Essentially, iTunes U allows each school to manage its own free music store. It functions differently than just a prettier version of Blackboard. Anybody can upload audio, video or text files to specific "containers." Containers can be created by professors for their classes, by student musicians for their music, or by campus groups to share files. Imagine Emory's undergraduate e-mail system, LearnLink, Ford says, "But multiply that by sound, video, information of all different types. The mind boggles."

By dragging the file into a drop box, material can be uploaded to the massive Apple server, which has enough hard drive space to hold up to 2,500 hours of video. An Emory staff person would approve all content to make sure it isn't copyrighted or inappropriate.

For Ford and Cattier, filesharing has become a community-building tool. "The radical thing is what we enable for the campus," Cattier says. "You see the opportunity for the campus to better communicate some of the things they're involved in."

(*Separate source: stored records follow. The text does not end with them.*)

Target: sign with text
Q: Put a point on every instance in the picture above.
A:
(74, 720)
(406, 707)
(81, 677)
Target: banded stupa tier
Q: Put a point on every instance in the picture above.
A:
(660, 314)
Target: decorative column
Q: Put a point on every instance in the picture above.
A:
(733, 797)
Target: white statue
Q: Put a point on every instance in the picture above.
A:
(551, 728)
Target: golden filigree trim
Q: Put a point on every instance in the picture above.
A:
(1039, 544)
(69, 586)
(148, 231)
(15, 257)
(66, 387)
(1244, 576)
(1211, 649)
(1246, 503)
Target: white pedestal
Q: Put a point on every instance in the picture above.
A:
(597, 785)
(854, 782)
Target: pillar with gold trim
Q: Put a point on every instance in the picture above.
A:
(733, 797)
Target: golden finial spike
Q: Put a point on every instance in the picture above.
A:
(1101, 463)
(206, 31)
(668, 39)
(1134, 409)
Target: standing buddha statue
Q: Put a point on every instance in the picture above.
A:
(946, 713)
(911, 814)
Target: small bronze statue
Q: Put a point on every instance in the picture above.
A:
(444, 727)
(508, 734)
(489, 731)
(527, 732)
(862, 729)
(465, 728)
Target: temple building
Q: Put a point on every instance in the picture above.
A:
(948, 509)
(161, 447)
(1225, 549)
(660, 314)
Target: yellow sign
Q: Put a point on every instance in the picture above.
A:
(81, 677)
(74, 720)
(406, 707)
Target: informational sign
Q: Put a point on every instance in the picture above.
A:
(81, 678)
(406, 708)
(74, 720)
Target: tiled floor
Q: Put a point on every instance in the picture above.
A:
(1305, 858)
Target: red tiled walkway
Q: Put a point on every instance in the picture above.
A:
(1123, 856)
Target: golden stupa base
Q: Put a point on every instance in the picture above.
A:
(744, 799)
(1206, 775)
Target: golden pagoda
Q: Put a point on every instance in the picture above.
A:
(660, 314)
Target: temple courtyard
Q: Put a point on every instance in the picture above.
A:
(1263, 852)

For now, the pursuit of a regular music downloading sevice at Emory has been put on hold. The iTunes U proposal is currently in the evaluation phase, says Cattier, as he gauges faculty and student interest. He hopes to bring it to a vote in the Information Technology Governance Committee before the summer.

Cattier says some faculty could be wary that too much technology may hurt the traditional in-class experience. But that's not the case for Carol Herron, director of Emory's Language Center.

A large part of teaching a language is immersing a student in it, she says, and making language files available through iTunes U would be another step in that direction. "Anything you do to make education materials accessible to students is positive," she says. Language files now kept on a Web site could be stored on a student's iPod and listened to anywhere the student wanted.

Ford says the idea's benefits far outweigh any potential negatives. "This idea is so exciting to me, I can't see anyone standing in the way of it," he says.

Much like filesharing has revolutionized the entertainment industry, it could play a large role in redefining higher education. It's not a stretch of the imagination to picture a situation in which the physical essence of a college community is placed online.

As Ford says, "If you really push the idea, it could change a lot of traditional perceptions of what a university is."